Tokuitsu 徳一 (c. 760–835, traditional lifedates) was an early-Heian Japanese Hossō 法相 (Yogācāra / Dharmalakṣaṇa) school scholar of the Aizu 會津 region in the eastern Kantō. He is one of the most famous figures of early-Heian Japanese Buddhist scholasticism, principally remembered for his doctrinal-disputational confrontations with the two great founders of the Heian-era Buddhist schools — Saichō 最澄 (founder of Tendai) and Kūkai 空海 (founder of Shingon).

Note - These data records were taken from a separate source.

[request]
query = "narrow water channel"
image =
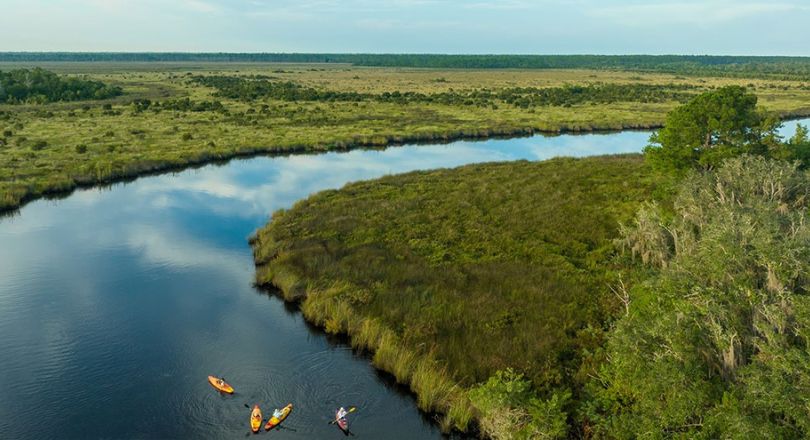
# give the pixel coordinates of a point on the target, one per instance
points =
(117, 302)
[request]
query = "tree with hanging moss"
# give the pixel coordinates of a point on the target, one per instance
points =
(713, 126)
(715, 343)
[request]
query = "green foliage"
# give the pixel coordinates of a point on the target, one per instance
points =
(482, 268)
(798, 147)
(715, 343)
(510, 410)
(744, 66)
(258, 87)
(41, 86)
(712, 127)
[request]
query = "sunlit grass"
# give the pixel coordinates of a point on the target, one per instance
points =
(449, 276)
(61, 145)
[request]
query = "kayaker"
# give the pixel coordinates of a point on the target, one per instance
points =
(341, 414)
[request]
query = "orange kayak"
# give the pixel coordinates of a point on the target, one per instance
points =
(220, 384)
(256, 419)
(274, 421)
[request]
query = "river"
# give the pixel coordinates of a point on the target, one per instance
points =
(116, 303)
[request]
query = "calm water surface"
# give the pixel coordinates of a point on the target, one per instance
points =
(116, 303)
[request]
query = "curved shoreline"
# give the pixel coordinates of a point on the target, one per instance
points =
(204, 158)
(381, 141)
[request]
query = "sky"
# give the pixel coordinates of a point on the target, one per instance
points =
(717, 27)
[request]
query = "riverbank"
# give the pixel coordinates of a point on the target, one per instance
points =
(55, 148)
(451, 276)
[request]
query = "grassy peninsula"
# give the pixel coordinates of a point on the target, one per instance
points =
(450, 276)
(609, 297)
(146, 117)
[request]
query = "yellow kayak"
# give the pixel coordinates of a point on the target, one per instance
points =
(220, 384)
(256, 419)
(274, 421)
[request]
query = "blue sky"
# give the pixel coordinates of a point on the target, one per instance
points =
(743, 27)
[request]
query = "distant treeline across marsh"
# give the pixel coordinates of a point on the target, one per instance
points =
(749, 66)
(82, 123)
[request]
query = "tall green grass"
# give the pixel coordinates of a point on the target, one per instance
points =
(56, 147)
(450, 276)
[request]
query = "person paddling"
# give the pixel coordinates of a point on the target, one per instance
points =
(340, 418)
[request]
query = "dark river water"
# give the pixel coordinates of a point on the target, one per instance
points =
(117, 302)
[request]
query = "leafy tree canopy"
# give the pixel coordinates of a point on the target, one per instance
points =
(711, 127)
(715, 344)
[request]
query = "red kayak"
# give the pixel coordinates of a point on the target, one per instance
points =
(342, 423)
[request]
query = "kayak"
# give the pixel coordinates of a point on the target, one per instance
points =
(274, 421)
(225, 388)
(343, 423)
(256, 419)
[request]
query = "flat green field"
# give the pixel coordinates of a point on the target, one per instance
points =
(55, 147)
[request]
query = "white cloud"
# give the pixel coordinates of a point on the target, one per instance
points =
(703, 13)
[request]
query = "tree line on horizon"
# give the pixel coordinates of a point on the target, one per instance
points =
(751, 66)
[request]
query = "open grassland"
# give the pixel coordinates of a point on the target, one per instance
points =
(55, 147)
(452, 275)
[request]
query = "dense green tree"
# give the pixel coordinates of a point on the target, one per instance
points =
(712, 127)
(715, 345)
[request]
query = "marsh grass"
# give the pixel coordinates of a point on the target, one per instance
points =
(449, 276)
(94, 142)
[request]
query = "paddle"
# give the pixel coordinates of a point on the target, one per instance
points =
(351, 410)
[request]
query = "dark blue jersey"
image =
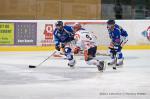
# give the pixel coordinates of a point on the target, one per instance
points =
(123, 32)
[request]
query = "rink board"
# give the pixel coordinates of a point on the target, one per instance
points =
(50, 48)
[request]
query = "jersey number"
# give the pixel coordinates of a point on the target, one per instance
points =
(88, 37)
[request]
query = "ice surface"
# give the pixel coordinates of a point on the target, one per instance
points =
(55, 80)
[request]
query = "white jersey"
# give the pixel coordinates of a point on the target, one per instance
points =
(85, 39)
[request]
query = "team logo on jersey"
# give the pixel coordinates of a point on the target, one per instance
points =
(146, 33)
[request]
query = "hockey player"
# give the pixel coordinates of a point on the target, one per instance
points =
(118, 37)
(87, 41)
(63, 35)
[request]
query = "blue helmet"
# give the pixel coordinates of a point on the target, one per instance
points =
(111, 21)
(59, 23)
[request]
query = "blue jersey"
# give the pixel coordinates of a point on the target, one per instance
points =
(64, 35)
(123, 32)
(115, 35)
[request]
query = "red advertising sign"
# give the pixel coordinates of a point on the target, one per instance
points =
(48, 35)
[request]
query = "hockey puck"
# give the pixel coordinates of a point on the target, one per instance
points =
(31, 66)
(114, 68)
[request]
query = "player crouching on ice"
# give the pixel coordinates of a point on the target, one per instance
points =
(63, 35)
(118, 37)
(87, 42)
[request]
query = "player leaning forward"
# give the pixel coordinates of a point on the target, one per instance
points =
(118, 37)
(63, 36)
(87, 42)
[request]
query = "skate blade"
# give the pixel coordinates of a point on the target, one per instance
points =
(32, 66)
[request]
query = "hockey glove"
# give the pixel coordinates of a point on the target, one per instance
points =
(76, 50)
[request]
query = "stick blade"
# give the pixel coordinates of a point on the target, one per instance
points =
(32, 66)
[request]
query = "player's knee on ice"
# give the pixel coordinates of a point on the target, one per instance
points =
(68, 53)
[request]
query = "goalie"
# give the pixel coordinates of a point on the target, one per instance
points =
(118, 37)
(63, 35)
(87, 42)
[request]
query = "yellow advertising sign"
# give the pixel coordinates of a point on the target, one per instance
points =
(6, 33)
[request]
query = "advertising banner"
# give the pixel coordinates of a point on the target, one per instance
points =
(25, 33)
(6, 33)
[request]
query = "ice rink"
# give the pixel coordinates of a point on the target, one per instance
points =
(55, 80)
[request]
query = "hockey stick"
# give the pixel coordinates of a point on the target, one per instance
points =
(33, 66)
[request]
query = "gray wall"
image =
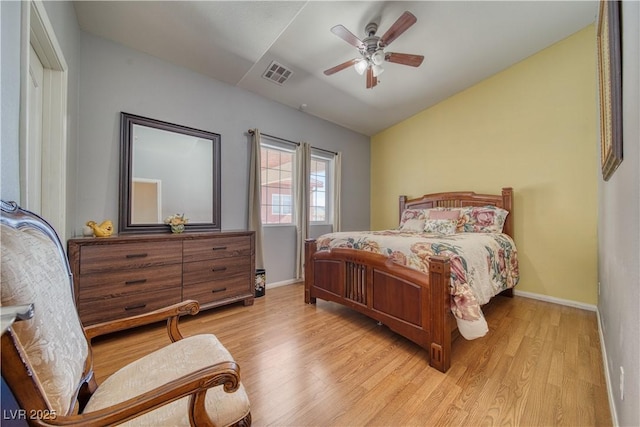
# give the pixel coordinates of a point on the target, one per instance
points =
(10, 96)
(619, 239)
(114, 78)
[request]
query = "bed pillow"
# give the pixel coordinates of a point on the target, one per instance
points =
(482, 219)
(408, 214)
(441, 226)
(413, 224)
(443, 214)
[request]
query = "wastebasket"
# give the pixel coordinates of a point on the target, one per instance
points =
(261, 282)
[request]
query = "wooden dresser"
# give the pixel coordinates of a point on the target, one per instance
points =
(126, 275)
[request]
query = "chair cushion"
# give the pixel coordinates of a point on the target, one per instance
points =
(164, 365)
(34, 270)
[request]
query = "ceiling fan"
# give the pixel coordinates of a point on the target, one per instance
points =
(372, 49)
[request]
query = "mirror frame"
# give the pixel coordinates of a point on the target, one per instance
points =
(127, 121)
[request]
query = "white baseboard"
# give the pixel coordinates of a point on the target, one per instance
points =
(607, 374)
(283, 283)
(555, 300)
(603, 349)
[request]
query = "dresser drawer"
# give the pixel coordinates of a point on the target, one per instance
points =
(218, 290)
(119, 256)
(117, 307)
(214, 270)
(216, 248)
(123, 282)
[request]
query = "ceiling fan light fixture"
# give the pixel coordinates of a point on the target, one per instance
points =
(378, 57)
(361, 66)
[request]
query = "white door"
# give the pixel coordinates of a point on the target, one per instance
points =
(43, 116)
(33, 148)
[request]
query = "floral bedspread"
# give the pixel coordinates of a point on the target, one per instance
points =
(482, 264)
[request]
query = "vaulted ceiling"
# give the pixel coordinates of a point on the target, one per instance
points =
(463, 42)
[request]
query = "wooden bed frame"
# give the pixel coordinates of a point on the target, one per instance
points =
(411, 303)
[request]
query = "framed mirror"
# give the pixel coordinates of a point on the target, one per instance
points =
(167, 169)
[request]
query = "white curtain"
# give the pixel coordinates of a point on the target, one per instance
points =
(255, 190)
(337, 191)
(303, 166)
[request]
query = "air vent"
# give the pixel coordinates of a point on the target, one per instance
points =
(277, 73)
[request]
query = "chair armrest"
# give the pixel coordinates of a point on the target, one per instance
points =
(170, 313)
(194, 384)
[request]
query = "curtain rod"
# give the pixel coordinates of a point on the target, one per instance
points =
(251, 132)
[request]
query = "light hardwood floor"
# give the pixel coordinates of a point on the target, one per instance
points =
(326, 365)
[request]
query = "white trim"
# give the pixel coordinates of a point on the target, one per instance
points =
(38, 31)
(607, 374)
(282, 283)
(603, 349)
(555, 300)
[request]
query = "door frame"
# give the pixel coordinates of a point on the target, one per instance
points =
(38, 31)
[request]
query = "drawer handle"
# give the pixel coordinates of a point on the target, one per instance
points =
(136, 255)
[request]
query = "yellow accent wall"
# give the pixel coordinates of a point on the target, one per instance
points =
(533, 127)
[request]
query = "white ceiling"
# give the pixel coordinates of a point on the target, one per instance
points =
(463, 42)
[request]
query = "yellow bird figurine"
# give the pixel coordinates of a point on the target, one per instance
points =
(103, 230)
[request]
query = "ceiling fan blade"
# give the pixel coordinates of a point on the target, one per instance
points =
(341, 67)
(404, 58)
(372, 80)
(347, 36)
(400, 26)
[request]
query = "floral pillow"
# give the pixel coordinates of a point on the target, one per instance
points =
(408, 214)
(413, 224)
(441, 226)
(482, 219)
(443, 214)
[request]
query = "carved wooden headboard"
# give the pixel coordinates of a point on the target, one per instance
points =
(457, 199)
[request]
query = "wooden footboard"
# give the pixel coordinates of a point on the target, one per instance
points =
(411, 303)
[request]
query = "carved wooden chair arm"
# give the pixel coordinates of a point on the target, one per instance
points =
(170, 313)
(194, 385)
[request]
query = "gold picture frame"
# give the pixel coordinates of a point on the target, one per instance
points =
(610, 86)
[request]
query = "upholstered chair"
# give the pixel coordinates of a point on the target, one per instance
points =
(47, 360)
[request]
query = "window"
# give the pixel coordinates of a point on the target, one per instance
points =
(320, 191)
(277, 183)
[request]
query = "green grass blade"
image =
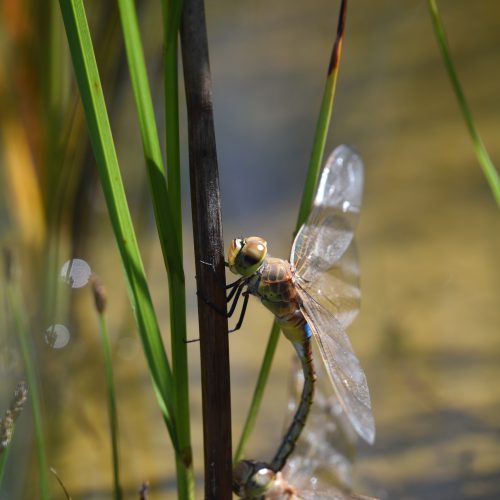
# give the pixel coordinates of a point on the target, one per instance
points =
(482, 155)
(177, 290)
(90, 88)
(169, 239)
(100, 304)
(16, 306)
(8, 424)
(314, 169)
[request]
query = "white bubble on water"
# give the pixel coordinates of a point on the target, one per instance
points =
(57, 336)
(76, 273)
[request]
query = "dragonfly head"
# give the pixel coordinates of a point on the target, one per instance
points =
(246, 255)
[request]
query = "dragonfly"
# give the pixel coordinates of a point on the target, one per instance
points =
(314, 295)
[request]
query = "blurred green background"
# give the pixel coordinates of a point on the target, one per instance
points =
(429, 240)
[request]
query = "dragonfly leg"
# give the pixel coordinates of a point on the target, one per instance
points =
(246, 295)
(234, 296)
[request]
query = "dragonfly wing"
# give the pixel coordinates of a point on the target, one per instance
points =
(324, 253)
(342, 366)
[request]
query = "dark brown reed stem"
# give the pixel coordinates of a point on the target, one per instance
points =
(209, 254)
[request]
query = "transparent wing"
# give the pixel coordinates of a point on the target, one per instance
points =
(324, 253)
(342, 365)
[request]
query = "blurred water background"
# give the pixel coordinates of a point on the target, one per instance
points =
(429, 243)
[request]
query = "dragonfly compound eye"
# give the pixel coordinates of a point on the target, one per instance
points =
(246, 255)
(252, 479)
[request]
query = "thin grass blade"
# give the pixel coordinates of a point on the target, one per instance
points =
(482, 155)
(87, 76)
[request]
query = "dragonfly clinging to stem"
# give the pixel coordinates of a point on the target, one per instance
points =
(314, 295)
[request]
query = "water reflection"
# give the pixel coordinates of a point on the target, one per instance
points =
(57, 336)
(76, 273)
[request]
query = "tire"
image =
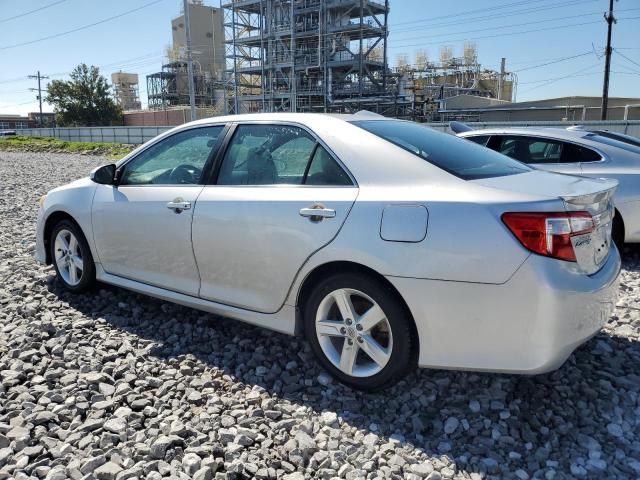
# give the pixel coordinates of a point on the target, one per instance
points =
(617, 231)
(390, 339)
(72, 260)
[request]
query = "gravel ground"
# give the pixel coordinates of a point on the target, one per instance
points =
(114, 385)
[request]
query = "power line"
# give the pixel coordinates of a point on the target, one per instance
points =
(607, 62)
(39, 77)
(539, 8)
(549, 81)
(536, 30)
(546, 20)
(625, 57)
(470, 12)
(84, 27)
(553, 62)
(31, 11)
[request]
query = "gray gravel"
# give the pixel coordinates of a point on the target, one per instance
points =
(114, 385)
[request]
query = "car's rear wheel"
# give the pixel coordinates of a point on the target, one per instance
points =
(360, 331)
(72, 257)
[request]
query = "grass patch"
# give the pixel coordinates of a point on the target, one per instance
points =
(47, 144)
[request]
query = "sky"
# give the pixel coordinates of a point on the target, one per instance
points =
(555, 47)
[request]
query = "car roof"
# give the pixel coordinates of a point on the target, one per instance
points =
(551, 132)
(303, 118)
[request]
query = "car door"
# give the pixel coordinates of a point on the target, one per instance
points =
(539, 152)
(279, 196)
(142, 225)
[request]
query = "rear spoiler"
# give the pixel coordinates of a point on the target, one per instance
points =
(459, 127)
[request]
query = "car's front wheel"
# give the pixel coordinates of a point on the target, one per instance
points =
(72, 257)
(360, 331)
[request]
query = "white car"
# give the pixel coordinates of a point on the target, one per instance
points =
(576, 151)
(386, 243)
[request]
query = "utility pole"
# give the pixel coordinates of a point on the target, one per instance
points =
(39, 89)
(501, 78)
(187, 26)
(607, 63)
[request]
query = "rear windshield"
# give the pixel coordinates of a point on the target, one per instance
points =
(621, 141)
(459, 157)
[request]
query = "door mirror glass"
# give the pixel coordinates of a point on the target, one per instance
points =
(104, 175)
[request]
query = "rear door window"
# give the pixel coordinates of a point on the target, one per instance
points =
(278, 155)
(479, 139)
(537, 150)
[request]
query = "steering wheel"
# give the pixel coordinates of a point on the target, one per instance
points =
(185, 173)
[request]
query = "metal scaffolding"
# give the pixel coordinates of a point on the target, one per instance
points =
(304, 55)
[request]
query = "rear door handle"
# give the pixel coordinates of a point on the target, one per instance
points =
(318, 213)
(178, 207)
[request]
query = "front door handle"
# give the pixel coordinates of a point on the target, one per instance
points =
(317, 213)
(178, 206)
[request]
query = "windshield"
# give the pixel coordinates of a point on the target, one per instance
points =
(459, 157)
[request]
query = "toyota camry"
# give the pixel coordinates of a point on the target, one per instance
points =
(385, 243)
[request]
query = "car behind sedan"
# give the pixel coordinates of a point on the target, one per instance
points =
(576, 151)
(385, 243)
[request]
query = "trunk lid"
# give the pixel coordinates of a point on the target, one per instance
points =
(593, 195)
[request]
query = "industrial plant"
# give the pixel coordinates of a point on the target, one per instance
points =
(307, 56)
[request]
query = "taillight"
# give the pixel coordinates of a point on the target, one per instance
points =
(549, 234)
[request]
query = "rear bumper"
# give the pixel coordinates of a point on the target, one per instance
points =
(530, 324)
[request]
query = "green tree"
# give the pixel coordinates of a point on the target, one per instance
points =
(84, 100)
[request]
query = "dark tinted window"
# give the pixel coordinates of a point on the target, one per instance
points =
(324, 170)
(450, 153)
(537, 150)
(609, 139)
(266, 155)
(278, 155)
(619, 137)
(175, 160)
(479, 139)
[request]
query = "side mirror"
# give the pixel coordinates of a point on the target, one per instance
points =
(104, 175)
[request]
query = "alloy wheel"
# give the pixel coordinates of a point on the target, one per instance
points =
(68, 257)
(353, 332)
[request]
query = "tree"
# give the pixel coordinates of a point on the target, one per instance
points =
(84, 100)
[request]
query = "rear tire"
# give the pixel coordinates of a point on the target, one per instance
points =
(360, 332)
(71, 257)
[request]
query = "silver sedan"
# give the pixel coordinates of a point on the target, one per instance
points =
(576, 151)
(387, 244)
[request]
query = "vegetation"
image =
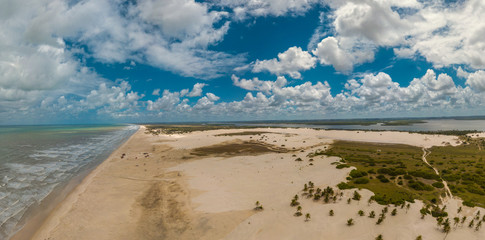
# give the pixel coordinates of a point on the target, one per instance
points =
(394, 172)
(258, 206)
(463, 167)
(350, 222)
(157, 129)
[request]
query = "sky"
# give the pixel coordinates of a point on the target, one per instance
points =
(137, 61)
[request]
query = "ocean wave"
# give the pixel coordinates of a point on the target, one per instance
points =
(27, 180)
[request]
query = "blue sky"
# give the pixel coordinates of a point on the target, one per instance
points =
(101, 61)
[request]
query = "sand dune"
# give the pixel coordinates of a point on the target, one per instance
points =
(159, 190)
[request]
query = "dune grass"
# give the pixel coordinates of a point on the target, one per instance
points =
(394, 172)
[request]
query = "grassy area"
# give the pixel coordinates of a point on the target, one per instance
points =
(181, 129)
(463, 167)
(394, 172)
(402, 122)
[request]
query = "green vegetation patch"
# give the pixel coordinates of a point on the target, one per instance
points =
(394, 172)
(463, 167)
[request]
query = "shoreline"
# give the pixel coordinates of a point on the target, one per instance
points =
(39, 215)
(204, 185)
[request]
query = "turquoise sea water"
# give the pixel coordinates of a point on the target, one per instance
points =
(34, 160)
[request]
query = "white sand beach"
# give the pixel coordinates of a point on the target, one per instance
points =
(161, 190)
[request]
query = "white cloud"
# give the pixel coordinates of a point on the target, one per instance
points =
(476, 81)
(258, 85)
(166, 103)
(196, 90)
(156, 92)
(330, 52)
(290, 62)
(245, 8)
(444, 34)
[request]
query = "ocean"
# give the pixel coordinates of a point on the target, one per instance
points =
(36, 160)
(428, 125)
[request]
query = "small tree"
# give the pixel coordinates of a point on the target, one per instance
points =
(361, 213)
(350, 222)
(298, 211)
(381, 219)
(356, 196)
(479, 224)
(258, 207)
(456, 220)
(470, 225)
(385, 210)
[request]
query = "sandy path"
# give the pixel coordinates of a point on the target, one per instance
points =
(161, 191)
(426, 152)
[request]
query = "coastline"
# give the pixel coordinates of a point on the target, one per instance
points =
(41, 213)
(201, 185)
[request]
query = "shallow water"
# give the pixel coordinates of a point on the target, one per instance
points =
(36, 159)
(429, 125)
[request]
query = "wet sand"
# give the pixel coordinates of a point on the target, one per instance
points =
(204, 185)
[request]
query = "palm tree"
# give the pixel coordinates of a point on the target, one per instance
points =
(384, 210)
(381, 219)
(258, 207)
(356, 196)
(479, 224)
(446, 228)
(350, 222)
(423, 212)
(298, 211)
(470, 225)
(307, 217)
(394, 212)
(439, 221)
(456, 220)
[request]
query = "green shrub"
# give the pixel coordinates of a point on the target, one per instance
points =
(361, 180)
(420, 186)
(340, 166)
(357, 173)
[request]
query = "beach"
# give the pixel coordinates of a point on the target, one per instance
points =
(204, 185)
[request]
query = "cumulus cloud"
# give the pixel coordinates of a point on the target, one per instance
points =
(412, 28)
(258, 85)
(330, 52)
(245, 8)
(290, 62)
(196, 90)
(476, 81)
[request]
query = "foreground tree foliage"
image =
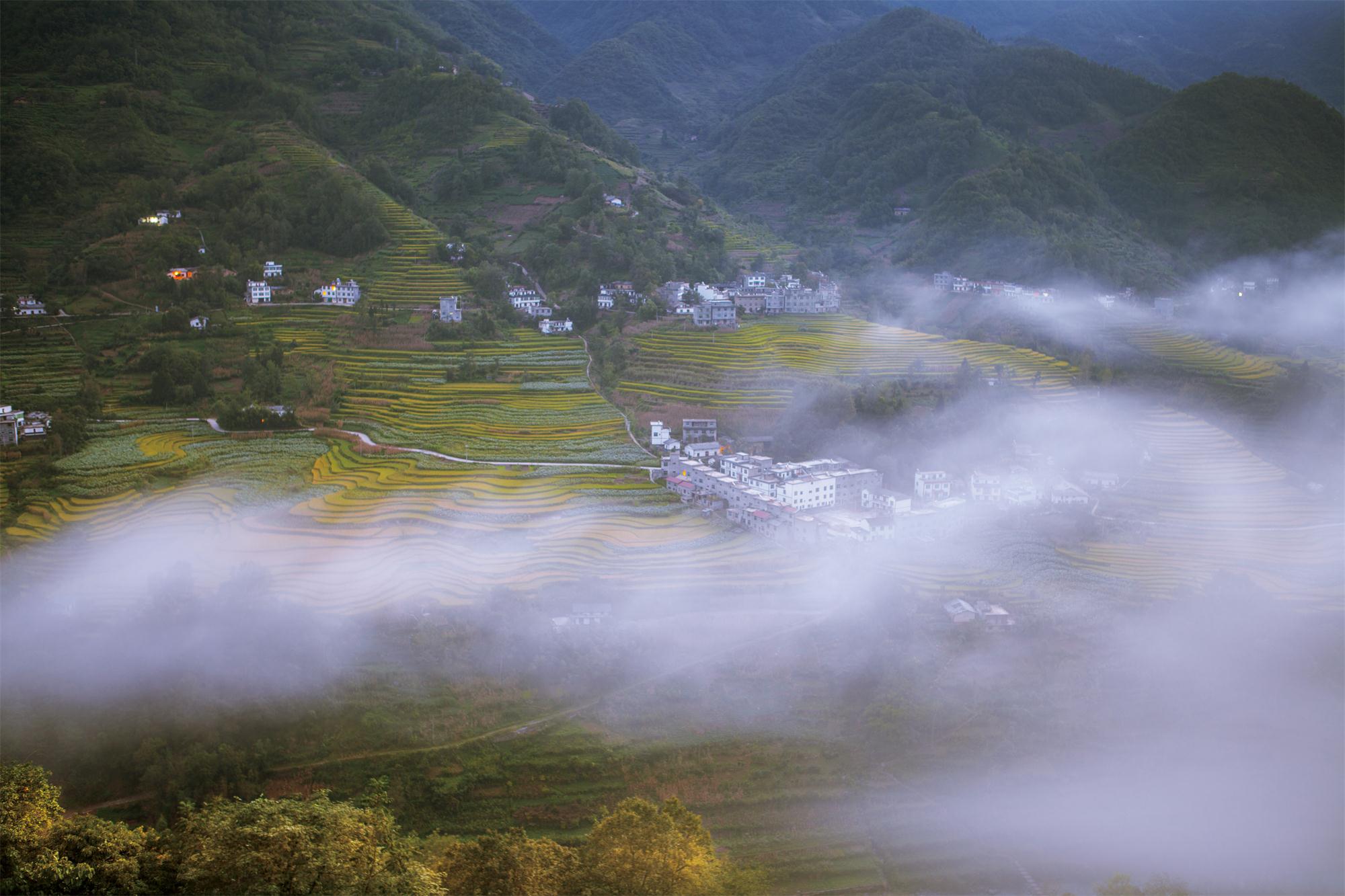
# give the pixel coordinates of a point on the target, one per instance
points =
(321, 845)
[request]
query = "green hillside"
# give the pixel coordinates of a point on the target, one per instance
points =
(1234, 165)
(1028, 162)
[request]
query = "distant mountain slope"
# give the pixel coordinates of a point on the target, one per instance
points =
(527, 52)
(905, 107)
(1179, 42)
(684, 61)
(1234, 165)
(1028, 161)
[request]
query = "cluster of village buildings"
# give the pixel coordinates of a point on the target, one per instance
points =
(754, 294)
(833, 498)
(17, 424)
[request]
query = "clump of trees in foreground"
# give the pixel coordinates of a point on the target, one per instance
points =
(319, 845)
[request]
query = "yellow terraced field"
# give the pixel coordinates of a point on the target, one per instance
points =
(744, 368)
(1195, 354)
(1211, 506)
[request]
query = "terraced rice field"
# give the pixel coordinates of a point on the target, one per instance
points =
(36, 370)
(400, 397)
(401, 274)
(1198, 356)
(1211, 506)
(744, 368)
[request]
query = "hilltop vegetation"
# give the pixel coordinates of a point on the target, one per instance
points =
(1030, 161)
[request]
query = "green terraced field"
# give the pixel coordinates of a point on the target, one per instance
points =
(400, 396)
(746, 368)
(1217, 507)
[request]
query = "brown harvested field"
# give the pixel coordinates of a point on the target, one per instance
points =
(521, 216)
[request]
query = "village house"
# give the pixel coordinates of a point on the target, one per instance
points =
(524, 298)
(984, 486)
(933, 485)
(716, 313)
(703, 450)
(700, 431)
(1066, 493)
(449, 310)
(340, 292)
(11, 423)
(886, 499)
(258, 291)
(1104, 479)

His confrontation with Saichō is the better-documented: the famous Tendai-Hossō one-vehicle / three-vehicle controversy (一乘三乘論爭) of 817–821, in which Tokuitsu argued for the Hossō three-vehicle doctrinal position (that the Buddha’s teaching is variously suited to three different capacities) against Saichō’s Tendai one-vehicle claim. The exchanges produced substantial Tokuitsu treatises (Busshō shō 佛性抄 and others) that are documented in the polemical tradition.
His confrontation with Kūkai is preserved (in part) in the KR6t0164 Zhēnyán zōng wèijué wén 眞言宗未決文 — a one-fascicle Q&A treatise of unresolved doubts about the Shingon school, framed as Tokuitsu’s polemical questioning of the Shingon doctrinal program. Whether the work is genuinely by Tokuitsu, or a later redaction of his arguments by Hossō partisans, is debated in modern scholarship; the work is traditionally attributed to Tokuitsu but bears certain features (later vocabulary, references to subsequent doctrinal developments) suggesting later redaction.
Tokuitsu’s importance lies less in his individual doctrinal positions than in his role as the principal early-Heian apparent-school challenger to the new Esoteric Buddhism of Kūkai and the new Tendai of Saichō. The Tendai-Hossō and Shingon-Hossō polemical exchanges of the 810s–830s established the doctrinal-disputational framework within which all subsequent medieval Japanese Buddhist sectarian-polemical literature operates.